Nuria Grau descreve o cenário ao afirmar que “o mundo já não admite posições absolutas, nem em relação ao privado e nem ao público, mas antes reivindica sua reinterpretação, para que o ser humano, como tal, possa ser localizado, realmente, no centro do desenvolvimento” [Grau98].

 

3. A Materialização do Conceito de Software Públicico ou a Inovação “de Baixo para Cima” no Brasil

Para atender a demandas da comunidade de software livre, em especial das empresas e dos desenvolvedores de código, em 2005, o Governo Federal licenciou o seu primeiro software livre, seguindo as prerrogativas legais do País. Esse artefato veio, posteriormente, dar sustentação ao conceito de software público. Tratava-se da solução de inventário de hardware e software CACIC (Configurador Automático e Coletor de Informações Computacionais), desenvolvida pela Dataprev (Empresa de Tecnologia e Informações da Previdência Social) e lançada no 6º Fórum Internacional de Software Livre, em Porto Alegre, sob a segunda versão da licença GPL em português.

O software CACIC é uma solução que fornece um diagnóstico preciso do parque computacional das organizações e disponibiliza informações do ambiente, como o número de equipamentos e sua distribuição nos mais diversos órgãos, os tipos de softwares utilizados e licenciados, configurações de hardware, entre outras. Também pode fornecer as informações patrimoniais e a localização física dos equipamentos, ampliando o controle do parque computacional e a segurança na rede.

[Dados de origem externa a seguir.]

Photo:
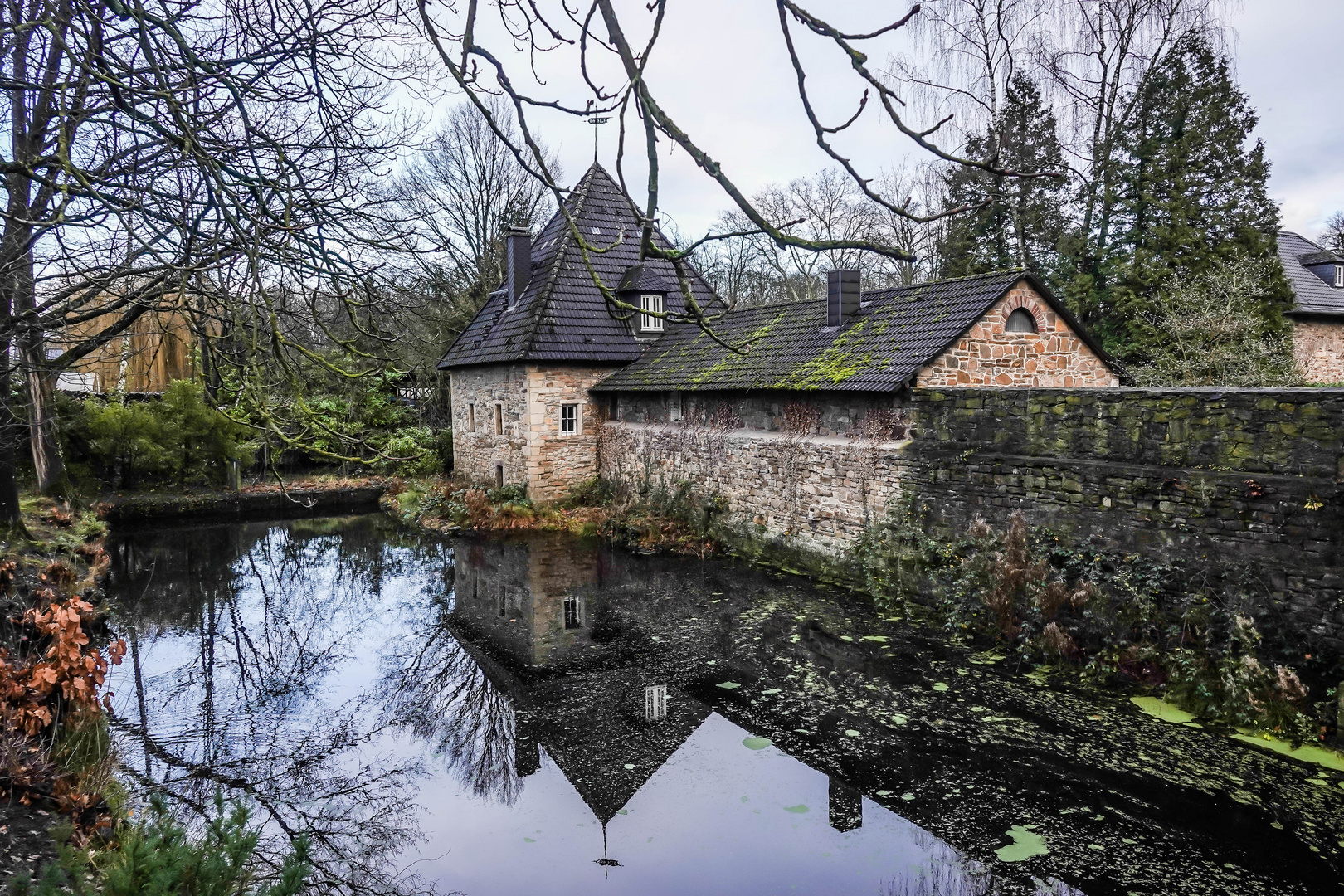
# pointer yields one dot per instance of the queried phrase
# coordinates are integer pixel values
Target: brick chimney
(841, 296)
(519, 242)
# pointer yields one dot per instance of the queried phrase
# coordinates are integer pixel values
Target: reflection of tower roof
(593, 726)
(594, 730)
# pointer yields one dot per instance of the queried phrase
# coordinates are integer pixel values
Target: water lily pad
(1025, 843)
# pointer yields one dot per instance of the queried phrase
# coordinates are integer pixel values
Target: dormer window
(650, 310)
(1020, 321)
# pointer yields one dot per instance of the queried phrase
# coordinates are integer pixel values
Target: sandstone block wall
(555, 461)
(986, 355)
(1319, 348)
(1225, 480)
(477, 451)
(821, 490)
(531, 448)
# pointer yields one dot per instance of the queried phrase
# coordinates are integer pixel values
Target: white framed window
(572, 419)
(572, 613)
(650, 305)
(655, 703)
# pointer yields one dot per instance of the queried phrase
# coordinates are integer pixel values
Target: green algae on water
(1025, 843)
(1159, 709)
(1307, 752)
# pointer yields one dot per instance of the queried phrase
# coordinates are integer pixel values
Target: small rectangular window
(650, 305)
(570, 419)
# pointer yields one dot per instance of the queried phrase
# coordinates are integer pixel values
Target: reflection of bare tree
(240, 688)
(441, 694)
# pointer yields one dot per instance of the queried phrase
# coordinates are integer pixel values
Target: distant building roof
(562, 316)
(1313, 295)
(893, 334)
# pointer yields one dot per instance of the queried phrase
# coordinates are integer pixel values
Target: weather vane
(596, 123)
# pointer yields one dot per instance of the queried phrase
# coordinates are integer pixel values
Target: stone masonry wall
(477, 453)
(986, 355)
(1231, 479)
(821, 490)
(555, 461)
(531, 448)
(1319, 348)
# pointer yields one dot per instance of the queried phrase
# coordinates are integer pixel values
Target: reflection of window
(570, 419)
(1020, 321)
(574, 613)
(650, 305)
(655, 703)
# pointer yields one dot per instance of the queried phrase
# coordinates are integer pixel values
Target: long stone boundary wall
(1249, 479)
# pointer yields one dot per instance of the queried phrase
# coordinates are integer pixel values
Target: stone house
(546, 362)
(1317, 278)
(522, 370)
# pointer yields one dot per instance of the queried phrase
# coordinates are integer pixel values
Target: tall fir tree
(1191, 197)
(1018, 221)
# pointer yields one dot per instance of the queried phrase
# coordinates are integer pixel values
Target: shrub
(413, 450)
(158, 857)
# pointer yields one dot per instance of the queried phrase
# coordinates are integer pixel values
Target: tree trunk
(43, 436)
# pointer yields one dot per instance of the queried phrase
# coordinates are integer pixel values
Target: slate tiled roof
(1313, 295)
(889, 338)
(562, 314)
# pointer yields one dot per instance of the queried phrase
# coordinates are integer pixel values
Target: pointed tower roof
(562, 314)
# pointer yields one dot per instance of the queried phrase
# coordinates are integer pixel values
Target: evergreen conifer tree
(1020, 219)
(1192, 197)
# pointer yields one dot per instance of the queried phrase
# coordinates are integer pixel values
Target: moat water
(548, 716)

A experiência do CACIC que, a princípio, atenderia a demandas internas do governo, aos poucos demonstrou extrapolar o setor público federal. Esse fato trouxe a percepção de que o software, na verdade, atendia a uma demanda reprimida da sociedade. Em pouco tempo, após a liberação da solução, formou-se uma extensa comunidade de usuários e desenvolvedores.

Além disso, outro fenômeno começou a surgir com o modelo de liberação do CACIC. O fato de o software ser disponibilizado em um ambiente público de colaboração possibilitou a intensificação do uso da ferramenta. Na ocasião, já existiam ferramentas livres, abertas e proprietárias que ofereciam funcionalidades semelhantes às do CACIC, várias delas mais maduras e estáveis. Entretanto, a rapidez com que a solução foi adotada em todos os setores da economia, cercada pela sua rápida distribuição, fez com que em menos de um ano fosse criada uma rede de prestadores de serviços para o software em questão, abrangendo todos os estados brasileiros. Aos poucos, a sociedade começou a assumir um papel dinâmico no processo de desenvolvimento do software, não apenas atuando em sua transformação, mas colhendo frutos do ambiente compartilhado de produção colaborativa de conhecimento.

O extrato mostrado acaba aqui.